There's a short pause. “No, not dying. You don't die. You wake up.”
So I'm asleep? She means to ask, but no words come out. Actually, she can't feel her mouth and tongue anymore so she's not sure how she's even having this conversation. Should she ask if he's God? Would that be rude? If he is, then she ought to know it. She was going to ask.
She was, but she never gets the chance. All at once, right when she was about to, everything comes snapping back all at once, and “everything” means “everything and then some”. Her mind reconnects with her body, her arms and legs come back to her, her head and her eyes get together, along with her ears. She can feel it all and too much and it hurts! The black nothing snaps into technicolor lines and circles, the quiet mush of noise turns into static and deafening booming sounds.

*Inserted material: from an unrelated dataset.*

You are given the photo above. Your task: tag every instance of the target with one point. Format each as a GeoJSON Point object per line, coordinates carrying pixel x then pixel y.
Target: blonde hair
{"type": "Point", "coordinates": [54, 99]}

“Jenny! Jenny, just hold still!” someone shouts. It's not God, or whoever he was.
“It hurts!” she screams and throws her hands to her ears. Something is wrong about that. It doesn't go quiet and her hands don't cup over her ears. She feels them move, but nothing happens. She closes her eyes shut, but the light and colors keep coming. There's a flash and pop! And then it all goes from falling apart to rock steady.
“Jenny! Jenny, did that fix it? Can you hear me?” he asks. He doesn't sound like God at all now. Just some guy.
She opens her eyes and looks down on him. He's a squirrely little man with thick glasses, a lab coat and a flashlight that he insists on shining into her eyes. She tells him to knock it off and tries to swat it away. Her voice comes out like a distant thunder it's so low and the man jumps back like he's scared. It's all pretty fuzzy, but she realizes that he really is afraid. Of her.
A woman who's also in a lab coat is cowering behind him and then off behind her...is Jenny. She's lying there in a hospital bed with tubes and wires and all that junk they hook you up to when you ought to be dead and they force you to live like they're all Doctor Frankenstein and you're their “monster” she whispers.
She looks down at her own hands. They're huge. Even though they're black metal and powered by twisted tubes, she can feel them like they're hers. Then she remembers. Donor card. She was a proto-donor. This was a mecha-ki; a robot body.
She staggers on her feet, but the lines in her vision tilt to one side and a warning light flashes in her peripheral vision. Better than her real body, it keeps her steady on her feet all by itself. She bet there was no way she could have jumped in front of that train if she had been in this heap of metal. It would probably have forced her back off the tracks.
“No!” she yells with her big man-voice. “Why didn't you just kill me!”
The man and woman laugh. “That won't due,” he says, “you'll get plenty of chances to do your planet proud before you die!”
“The Marines need strong girls like you,” the woman says like it's supposed to cheer her up. “You want to say goodbye to your skin?” she asks helpfully.
Is that what they call people in this place? Skin? She looks down at herself again, this time really looking at the damage the train had done. She's messed up, sure, but not as bad as she would have guessed. Could these people have saved her? Was this the only way? She knew they needed new recruits for Venus all the time. Was this how they got them?
The lights in her eyes start going nuts all at once and her ears start picking up on radio chatter. A message flashes up to report to Enlistment and gives her directions. She hesitates when the two doctors step aside and gets a shock of pain to spur her on when she waits too long.
This isn't waking up, she decides. This is dying. And the way these mechs are built, that could end up taking a very long time.